The most stinging indictment is she represents The Establishment. Again, meaning what exactly? That she has amassed the years of policy expertise required for the job of governor of a state of 6 million? Besides, I’m still trying to figure out when conservatives decided to join the hippie left in deciding that “establishment” was a bad thing.
So much for the criticisms, which leaves us with the fact as a gubernatorial candidate, Kirkmeyer fits the William F. Buckley axiomatic political formula — the rightward most candidate who is electable.
And it’s not as though the state doesn’t need that. There is a growing realization, even among some Democrats, that something of a course correction is in order. Virtually every issue — the economy, crime, business climate, education, transportation — is crying out for a conservative check on the increasingly extreme progressive pressures they are absorbing. When Gov. Jared Polis — and credit to him for doing this from time to time — has had to assume the role of moderating the left, something is out of kilter.

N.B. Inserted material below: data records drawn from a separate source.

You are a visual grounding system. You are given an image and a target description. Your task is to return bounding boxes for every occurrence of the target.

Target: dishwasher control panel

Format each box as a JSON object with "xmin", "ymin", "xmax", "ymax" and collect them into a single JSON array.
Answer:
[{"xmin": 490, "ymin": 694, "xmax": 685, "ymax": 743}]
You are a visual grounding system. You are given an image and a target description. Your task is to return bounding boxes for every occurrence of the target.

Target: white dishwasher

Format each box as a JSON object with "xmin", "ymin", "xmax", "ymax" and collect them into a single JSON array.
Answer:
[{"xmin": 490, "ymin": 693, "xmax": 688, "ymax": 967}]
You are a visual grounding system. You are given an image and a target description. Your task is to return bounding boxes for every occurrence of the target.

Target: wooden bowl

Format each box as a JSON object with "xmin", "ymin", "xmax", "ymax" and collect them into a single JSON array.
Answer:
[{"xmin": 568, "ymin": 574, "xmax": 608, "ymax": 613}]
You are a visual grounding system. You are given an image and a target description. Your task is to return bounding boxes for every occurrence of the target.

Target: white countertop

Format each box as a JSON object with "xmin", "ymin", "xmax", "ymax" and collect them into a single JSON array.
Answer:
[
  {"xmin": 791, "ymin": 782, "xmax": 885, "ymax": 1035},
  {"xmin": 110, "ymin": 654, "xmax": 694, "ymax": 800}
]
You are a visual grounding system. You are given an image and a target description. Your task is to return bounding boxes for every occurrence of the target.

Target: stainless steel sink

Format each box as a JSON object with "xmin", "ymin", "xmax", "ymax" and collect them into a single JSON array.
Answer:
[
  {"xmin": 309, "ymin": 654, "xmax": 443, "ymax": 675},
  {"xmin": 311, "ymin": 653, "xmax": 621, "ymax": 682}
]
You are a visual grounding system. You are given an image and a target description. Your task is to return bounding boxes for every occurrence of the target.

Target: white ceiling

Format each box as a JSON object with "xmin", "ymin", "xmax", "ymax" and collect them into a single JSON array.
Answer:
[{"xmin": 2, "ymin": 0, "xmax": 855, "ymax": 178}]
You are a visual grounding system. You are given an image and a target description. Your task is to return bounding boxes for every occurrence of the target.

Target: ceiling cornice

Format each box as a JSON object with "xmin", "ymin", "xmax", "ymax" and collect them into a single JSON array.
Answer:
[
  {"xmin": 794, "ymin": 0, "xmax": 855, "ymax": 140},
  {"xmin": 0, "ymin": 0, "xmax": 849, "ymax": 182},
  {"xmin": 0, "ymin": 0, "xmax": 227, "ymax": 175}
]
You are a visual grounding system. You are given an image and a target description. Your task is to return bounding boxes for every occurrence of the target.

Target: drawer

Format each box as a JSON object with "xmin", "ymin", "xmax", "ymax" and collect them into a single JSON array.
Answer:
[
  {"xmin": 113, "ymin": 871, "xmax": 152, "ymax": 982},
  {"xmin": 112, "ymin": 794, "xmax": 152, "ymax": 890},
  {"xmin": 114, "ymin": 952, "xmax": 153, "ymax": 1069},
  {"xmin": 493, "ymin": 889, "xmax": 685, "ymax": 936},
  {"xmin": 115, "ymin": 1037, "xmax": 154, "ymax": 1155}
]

And that’s really what the GOP governor primary is about, the shaping of an alternative to the status quo. Scott Bottoms’ rigidity has painted him into a corner, and his acceptance of his friend Joe Oltman is a very bright red flag. Meanwhile, Victor Marx sports more red flags that a May Day parade in Moscow in the 1980s. His most public appearances — the debate and the Kyle Clark interview — are exercises in secondhand embarrassment. I felt almost precisely the same thing watching him as I did watching President Joe Biden in his disastrous debate with Donald Trump.
The conservative movement draws from deep wells, and a respected intellectual tradition, which the Republican Party has fostered as the movement’s political home for decades. Buckley and the other giants of the time were successful in creating and driving the conservative movement in part by feeding the intellectual side and simultaneously rejecting the kooks — the Bircher’s, the antisemites, and so forth. Rejection of that model would be the party’s death knell.
The Colorado Republicans need to decide which way they will go — remain the standard bearer of conservatism, offering a trusted, respectable, reliable, adult alternative to the increasingly chaotic excesses of the left’s revolutionary zeal; or abandon all that for a shiny and exciting, but rootless and equally chaotic, populism.
The state desperately needs a mature conservative alternative that has the trust of the voters. If the Republican Party is to provide that alternative, it’s last, best hope may well be with Barb Kirkmeyer.
Kelly Sloan is a political and public affairs consultant and a recovering journalist based in Denver.